[I18n-sig] Unicode surrogates: just say no!

Martin v. Loewis martin@loewis.home.cs.tu-berlin.de
Fri, 29 Jun 2001 00:48:25 +0200


> > The rationale for supporting \U is two-fold: One, importing a module
> > should not fail in one installation, and succeed in another (of the
> > same Python version). Running the module may give different results,
> > but you should be able to generate byte code. 
> 
> Isn't it already the case that big Python integer literals can be legal
> on one platform and illegal on another? (I don't know, I just thought
> that was the case....)

I guess so; I'm not even sure you can exchange byte code files across
machines with sizeof(long).

OTOH, I think this is a real problem, and we should not extend this
problem into other areas as well. Furthermore, if you encounter a
source incompatibility between installations because of very large
integers, you can switch to long integers with little effort. The same
is not that easy for Unicode literals.

> What are the chances that anybody is in this situation in the near
> future? Can you even display these characters on Windows? Does Tk
> support them? And if so, on what platforms? 
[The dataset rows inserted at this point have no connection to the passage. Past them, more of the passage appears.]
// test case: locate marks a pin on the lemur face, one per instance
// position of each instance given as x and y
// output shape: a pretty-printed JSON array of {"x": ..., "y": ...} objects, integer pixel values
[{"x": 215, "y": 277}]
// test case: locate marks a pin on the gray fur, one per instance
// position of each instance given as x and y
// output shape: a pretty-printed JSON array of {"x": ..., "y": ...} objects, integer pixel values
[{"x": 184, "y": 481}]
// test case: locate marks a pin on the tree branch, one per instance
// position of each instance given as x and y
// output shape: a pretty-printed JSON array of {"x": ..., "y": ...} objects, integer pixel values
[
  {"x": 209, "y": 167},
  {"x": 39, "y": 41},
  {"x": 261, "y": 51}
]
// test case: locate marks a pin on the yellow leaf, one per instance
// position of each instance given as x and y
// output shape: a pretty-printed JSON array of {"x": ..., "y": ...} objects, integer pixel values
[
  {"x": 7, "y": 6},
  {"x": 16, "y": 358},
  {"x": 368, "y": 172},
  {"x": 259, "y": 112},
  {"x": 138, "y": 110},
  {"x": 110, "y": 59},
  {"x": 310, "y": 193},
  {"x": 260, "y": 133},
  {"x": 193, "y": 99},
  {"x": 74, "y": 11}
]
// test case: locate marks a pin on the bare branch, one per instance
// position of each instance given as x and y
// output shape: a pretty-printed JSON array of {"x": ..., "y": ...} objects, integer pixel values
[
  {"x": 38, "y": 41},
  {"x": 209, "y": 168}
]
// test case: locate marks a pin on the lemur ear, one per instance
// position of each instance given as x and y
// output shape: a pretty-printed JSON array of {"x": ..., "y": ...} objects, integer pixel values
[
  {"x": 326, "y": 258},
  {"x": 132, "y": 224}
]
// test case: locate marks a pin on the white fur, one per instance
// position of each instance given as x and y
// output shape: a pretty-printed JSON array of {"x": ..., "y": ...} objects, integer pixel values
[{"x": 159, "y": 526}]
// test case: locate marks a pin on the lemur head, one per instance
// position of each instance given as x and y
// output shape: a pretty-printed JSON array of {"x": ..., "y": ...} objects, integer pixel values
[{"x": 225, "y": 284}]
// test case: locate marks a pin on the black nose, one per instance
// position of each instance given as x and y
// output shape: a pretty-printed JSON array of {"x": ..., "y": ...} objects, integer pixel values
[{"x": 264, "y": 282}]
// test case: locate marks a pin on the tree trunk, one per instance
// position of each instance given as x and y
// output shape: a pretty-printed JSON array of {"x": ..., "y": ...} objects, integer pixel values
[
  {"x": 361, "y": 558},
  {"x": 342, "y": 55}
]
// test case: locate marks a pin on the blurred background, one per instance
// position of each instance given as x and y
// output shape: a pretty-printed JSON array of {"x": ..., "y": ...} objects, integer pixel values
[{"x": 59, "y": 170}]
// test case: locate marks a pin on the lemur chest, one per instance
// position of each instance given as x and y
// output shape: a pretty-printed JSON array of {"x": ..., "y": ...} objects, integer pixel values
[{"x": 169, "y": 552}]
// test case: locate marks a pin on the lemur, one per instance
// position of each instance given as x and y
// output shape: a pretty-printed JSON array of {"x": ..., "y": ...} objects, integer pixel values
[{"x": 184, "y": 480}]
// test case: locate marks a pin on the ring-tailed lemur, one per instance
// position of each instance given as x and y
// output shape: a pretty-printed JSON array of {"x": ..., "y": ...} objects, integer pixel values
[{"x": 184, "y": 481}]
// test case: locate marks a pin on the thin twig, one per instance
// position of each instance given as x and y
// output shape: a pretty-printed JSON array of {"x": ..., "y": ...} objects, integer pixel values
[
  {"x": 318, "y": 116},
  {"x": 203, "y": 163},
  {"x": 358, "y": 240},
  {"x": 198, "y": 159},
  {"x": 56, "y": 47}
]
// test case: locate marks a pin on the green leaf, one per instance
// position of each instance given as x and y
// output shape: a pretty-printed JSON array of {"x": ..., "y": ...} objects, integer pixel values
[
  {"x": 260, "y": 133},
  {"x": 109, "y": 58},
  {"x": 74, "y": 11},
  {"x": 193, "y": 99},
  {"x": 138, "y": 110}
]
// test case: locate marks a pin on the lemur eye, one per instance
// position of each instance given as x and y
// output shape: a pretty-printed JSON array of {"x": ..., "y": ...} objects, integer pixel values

I'm pretty sure that Tk can display them soon after fonts become
available. I believe the X11 fonts support full ISO 10646. Since Tk
uses UTF-8, it is also capable of representing these characters
internally. For Windows, I don't know the power of TrueType/OpenType
in this respect, but I'd assume they have thought of UTF-16 already.

As for the fonts themselves, I've seen PDF files for the plane 2
characters, so I guess fonts are available *somehwere*.
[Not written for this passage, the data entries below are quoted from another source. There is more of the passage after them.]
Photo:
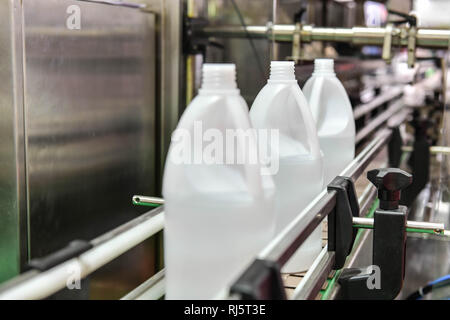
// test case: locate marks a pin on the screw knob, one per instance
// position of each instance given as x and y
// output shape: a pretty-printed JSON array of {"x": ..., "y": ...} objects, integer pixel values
[{"x": 389, "y": 182}]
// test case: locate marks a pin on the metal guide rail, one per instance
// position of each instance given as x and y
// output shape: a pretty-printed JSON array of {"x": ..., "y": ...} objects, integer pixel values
[{"x": 429, "y": 38}]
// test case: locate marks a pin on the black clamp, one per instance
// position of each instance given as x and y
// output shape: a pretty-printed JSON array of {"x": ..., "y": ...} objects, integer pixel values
[
  {"x": 419, "y": 160},
  {"x": 384, "y": 279},
  {"x": 261, "y": 281},
  {"x": 395, "y": 148},
  {"x": 341, "y": 234}
]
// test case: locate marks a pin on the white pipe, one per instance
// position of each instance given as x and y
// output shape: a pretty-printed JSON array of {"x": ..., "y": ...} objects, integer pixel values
[{"x": 50, "y": 281}]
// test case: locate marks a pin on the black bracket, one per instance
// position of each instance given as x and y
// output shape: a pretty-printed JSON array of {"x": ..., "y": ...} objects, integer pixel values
[
  {"x": 419, "y": 160},
  {"x": 74, "y": 249},
  {"x": 261, "y": 281},
  {"x": 341, "y": 234},
  {"x": 384, "y": 278},
  {"x": 395, "y": 148}
]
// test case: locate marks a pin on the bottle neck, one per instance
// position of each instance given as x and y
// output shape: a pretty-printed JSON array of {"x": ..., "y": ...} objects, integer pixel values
[
  {"x": 218, "y": 77},
  {"x": 324, "y": 67},
  {"x": 282, "y": 71}
]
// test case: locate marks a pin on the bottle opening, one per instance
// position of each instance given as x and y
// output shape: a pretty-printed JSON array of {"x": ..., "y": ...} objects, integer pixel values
[
  {"x": 219, "y": 76},
  {"x": 282, "y": 70},
  {"x": 323, "y": 66}
]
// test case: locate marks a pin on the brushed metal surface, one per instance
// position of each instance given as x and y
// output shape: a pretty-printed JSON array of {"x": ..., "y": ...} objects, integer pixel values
[
  {"x": 12, "y": 169},
  {"x": 89, "y": 119}
]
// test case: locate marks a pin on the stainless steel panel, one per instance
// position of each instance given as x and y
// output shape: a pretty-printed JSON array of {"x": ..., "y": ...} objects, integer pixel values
[
  {"x": 89, "y": 119},
  {"x": 12, "y": 169}
]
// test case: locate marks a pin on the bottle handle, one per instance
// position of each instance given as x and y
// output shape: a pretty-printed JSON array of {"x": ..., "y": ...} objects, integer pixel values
[{"x": 308, "y": 121}]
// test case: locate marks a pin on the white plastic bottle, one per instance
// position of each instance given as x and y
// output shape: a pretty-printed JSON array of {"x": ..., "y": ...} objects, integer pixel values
[
  {"x": 281, "y": 105},
  {"x": 333, "y": 114},
  {"x": 219, "y": 211}
]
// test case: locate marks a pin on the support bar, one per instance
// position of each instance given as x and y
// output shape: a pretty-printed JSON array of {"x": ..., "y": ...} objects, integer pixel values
[
  {"x": 425, "y": 38},
  {"x": 106, "y": 248}
]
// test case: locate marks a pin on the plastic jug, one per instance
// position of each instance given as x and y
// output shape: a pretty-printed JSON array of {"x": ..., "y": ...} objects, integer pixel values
[
  {"x": 281, "y": 105},
  {"x": 218, "y": 208},
  {"x": 333, "y": 114}
]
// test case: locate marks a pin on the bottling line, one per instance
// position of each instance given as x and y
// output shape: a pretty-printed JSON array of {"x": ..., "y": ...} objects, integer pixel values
[{"x": 93, "y": 89}]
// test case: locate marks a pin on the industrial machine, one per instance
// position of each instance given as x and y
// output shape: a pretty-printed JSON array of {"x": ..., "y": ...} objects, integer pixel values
[{"x": 92, "y": 90}]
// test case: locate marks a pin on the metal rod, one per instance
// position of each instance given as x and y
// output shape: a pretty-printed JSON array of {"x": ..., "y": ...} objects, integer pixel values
[
  {"x": 152, "y": 289},
  {"x": 438, "y": 228},
  {"x": 427, "y": 38},
  {"x": 433, "y": 149},
  {"x": 107, "y": 247},
  {"x": 364, "y": 109},
  {"x": 148, "y": 201}
]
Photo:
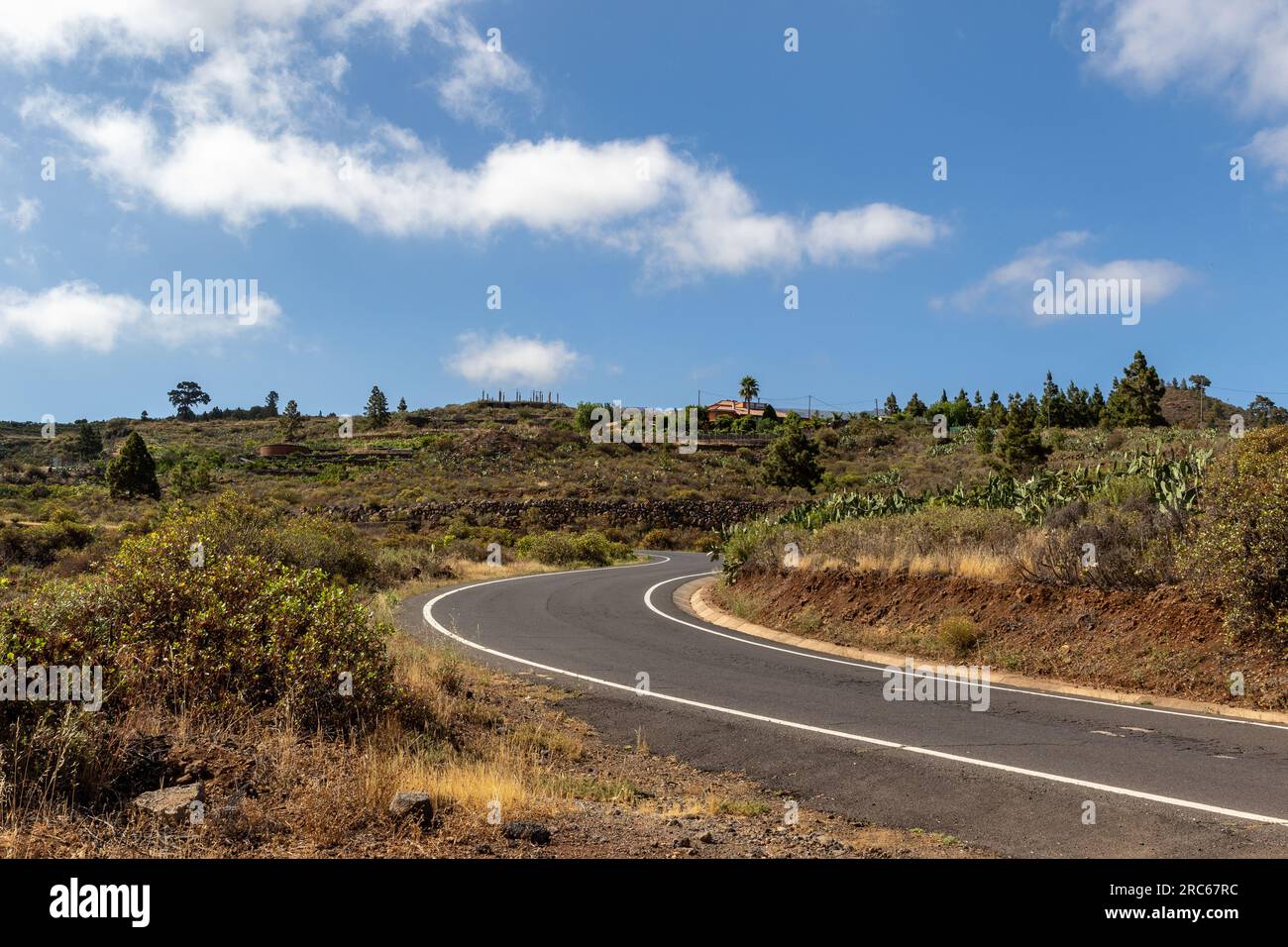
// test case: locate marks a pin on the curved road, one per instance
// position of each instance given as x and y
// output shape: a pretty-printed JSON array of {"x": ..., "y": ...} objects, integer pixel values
[{"x": 1020, "y": 777}]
> What about the Java APIs?

I could not care less about the Unicode capabilities of Java.

> Wide Python builds may be the "default" before these characters become
> practically usable in GUIs.

That would be a good thing, since I think infrastructures need to
build from ground up (operating system, programming language, GUI
libraries, applications).

Given that it is much easier to support representing the characters in
Python than producing a font, it seems only natural that Python can
represent them first. Python won't have a lot of other facilities
needed for processing them (like character properties, combining,
sorting, etc), but the representation should work fairly early.

Regards,
Martin